Describing that it was time for the party to elaborate on its slogan by putting it into proper context as opposed to numerous interpretations being made for now, Druk Nyamrup Tshogpa (DNT) formally introduced their party’s slogan ‘Narrowing the Gap’ for the 2018 elections in a press conference yesterday.
To narrow the income gap, DNT maintained that it would adopt two broad approaches of providing equal opportunities for all and develop and implement policies that are favorable to lower and middle-income groups.
In continuation to the 2013 Nyamrup pledges, the party, according to DNT, would pursue the ‘mi-ser thoblam chathrim’, which proposes that each citizen should be given an equal share of the country’s natural resources.
A founder of DNT, Dr. Tandin Dorji said, “We fought the 2013 election with mainly one agenda; we said we will enact a bill in the parliament called ‘mi-ser thoblam chathrim’, which will allow every citizen to benefit from natural resources of this country. Sand, water, soil everything belongs to the people of Bhutan. So any profit generated must be shared equally. Based on this we fought the election but unfortunately people did not understand that.”
For the party, ‘Narrowing the Gap’ explicitly implies income gap between different sections of the Bhutanese society, according to Dr. Tandin Dorji.
“Income inequality in any country is a risk, not just for the country’s economy but security too. In the past decade, since the institution of parliamentary democracy in Bhutan, the economy has grown but so has income disparity. Narrowing the Gap, DNT slogan for the 2018 elections, is not only timely but also visionary, inspired by the leadership of the monarchs,” he explained.
He added that the ‘Gap’ in DNT’s slogan explicitly implies income gap between the different sections of the Bhutanese society. The word ‘narrowing’ suggests the impossible nature of closing income gap, but can be equitably narrowed.
Founders of DNT, acknowledging and understanding this social and economic issue, decided 2018 slogan to be ‘Narrowing the Gap’ and that it would be the main goal of the party and that they would do anything to narrow the gap.

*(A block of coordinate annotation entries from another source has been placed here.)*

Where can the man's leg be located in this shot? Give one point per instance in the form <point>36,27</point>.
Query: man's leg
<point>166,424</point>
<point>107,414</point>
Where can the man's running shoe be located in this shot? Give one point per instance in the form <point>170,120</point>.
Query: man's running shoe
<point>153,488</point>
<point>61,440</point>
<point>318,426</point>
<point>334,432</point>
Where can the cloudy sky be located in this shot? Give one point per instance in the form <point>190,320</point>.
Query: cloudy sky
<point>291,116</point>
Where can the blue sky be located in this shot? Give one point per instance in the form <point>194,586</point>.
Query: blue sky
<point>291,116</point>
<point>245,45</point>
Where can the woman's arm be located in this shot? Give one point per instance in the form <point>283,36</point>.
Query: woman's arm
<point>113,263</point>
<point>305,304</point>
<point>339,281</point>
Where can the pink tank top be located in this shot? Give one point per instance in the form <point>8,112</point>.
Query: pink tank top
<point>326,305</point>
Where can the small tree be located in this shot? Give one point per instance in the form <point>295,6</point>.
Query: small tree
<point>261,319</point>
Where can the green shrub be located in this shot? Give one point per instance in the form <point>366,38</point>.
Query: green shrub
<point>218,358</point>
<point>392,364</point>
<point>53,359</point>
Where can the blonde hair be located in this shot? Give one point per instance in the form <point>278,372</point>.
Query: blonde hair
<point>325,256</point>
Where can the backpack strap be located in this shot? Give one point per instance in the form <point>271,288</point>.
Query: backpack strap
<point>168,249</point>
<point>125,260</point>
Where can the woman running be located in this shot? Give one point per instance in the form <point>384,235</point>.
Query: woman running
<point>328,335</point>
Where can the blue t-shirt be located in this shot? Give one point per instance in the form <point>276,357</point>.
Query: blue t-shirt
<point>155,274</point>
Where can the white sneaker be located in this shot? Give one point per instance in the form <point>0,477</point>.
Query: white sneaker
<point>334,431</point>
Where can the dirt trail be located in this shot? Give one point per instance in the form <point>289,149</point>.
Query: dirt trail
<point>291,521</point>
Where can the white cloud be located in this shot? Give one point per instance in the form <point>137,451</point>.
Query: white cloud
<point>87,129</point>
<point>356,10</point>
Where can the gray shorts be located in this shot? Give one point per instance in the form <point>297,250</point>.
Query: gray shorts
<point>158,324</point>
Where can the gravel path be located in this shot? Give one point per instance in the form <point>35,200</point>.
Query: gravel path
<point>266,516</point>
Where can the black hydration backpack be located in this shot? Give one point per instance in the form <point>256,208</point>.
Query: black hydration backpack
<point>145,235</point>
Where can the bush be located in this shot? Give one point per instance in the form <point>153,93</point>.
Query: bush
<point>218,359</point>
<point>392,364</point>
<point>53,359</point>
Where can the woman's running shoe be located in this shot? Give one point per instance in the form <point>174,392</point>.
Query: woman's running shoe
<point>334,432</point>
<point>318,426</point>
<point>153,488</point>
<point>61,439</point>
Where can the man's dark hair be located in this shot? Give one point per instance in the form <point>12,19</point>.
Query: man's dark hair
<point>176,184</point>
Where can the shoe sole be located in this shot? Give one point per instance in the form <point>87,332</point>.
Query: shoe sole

Further, DNT believes that narrowing the income gap is measurable and doable. Citing an example, Dr. Tandin Dorji said coming from Trashigang to Thimphu for medical service has cost implications and likewise education has indirect cost too and it all boils down to income gap.
“In today’s world, it is more important that we worry about haves and have-nots – economic disparity. I always say, in the past, we were all equally poor. Today, with growing prosperity, we in Bhutan must be mindful of the threat posed by economic disparities within the society,” he said.
DNT also maintained that income inequality is a ground reality and anywhere in the world it is a national security issue, when wealth is concentrated in the hands of few.
Explaining the situation in the country today, Dr. Tandin Dorji said the data from the past 10 years, starting 2007, indicate that GDP has grown, in terms of size and growth rate, but Gini coefficient (a commonly used measurement of inequality by studying income and wealth distribution of a nation’s residents) has increased.
During Druk Phuensum Tshogpa (DPT)’s reign, poverty rate dropped from 24 to 12 percent. While during People’s Democratic Party (PDP)’s time the rate dropped from 12 to 8.2 percent. The drop in poverty rate could be linked to His Majesty’s Kidu program granted to the people. In terms of the Gini coefficient, inequality declined from 0.42 in 2003 to 0.35 in 2007 but increased slightly to 0.36 in 2012, according to Dr. Tandin Dorji. In 2017, it increased to 0.38. Zero indicates perfect equality. Economic growth, meanwhile, has been 7.5 percent in 2017 and is projected to be 7.1 in 2018.
Dr. Tandin Dorji said, “An increase in Gini coefficient is a serious issue indicating that the economic development of the country has had no uniform benefit. The gap in income has widened. This gap has widened more in PDP’s tenure than in DPT’s, when economic growth was smaller. Nyamrup’s focus on Narrowing the Gap cannot be more timely.”
The party says it’s equally concerned with the growing gap in other areas. While poverty levels have been taken into consideration in allocating resources and developing policies, the party wants to prioritize in the growing income gap and go still further to address gap in other areas such as in accessing services (health, education, social services, etc.) and opportunities.
DNT’s aim in its five-year tenure, if given the opportunity, is to measure the outcomes like how Gross National Happiness (GNH) is done. The policies and programs enacted will be measured to see if and how it has impacted the lives of the people, in addressing income inequality and narrowing the gap. “The party believes that in five years of span, if policies are framed properly and given equal opportunities, then they can really close the narrow gap,” Dr. Tandin Dorji said.
Meanwhile, DNT’s North-Thimphu candidate, Dr. Dechen Wangmo said it was important to understand that this is evidence based and that it was not something that the party is saying just for the sake of saying.
“At the same time, if given an opportunity to form the government we want this evidence based to be there in measuring our success and our performances,” she added.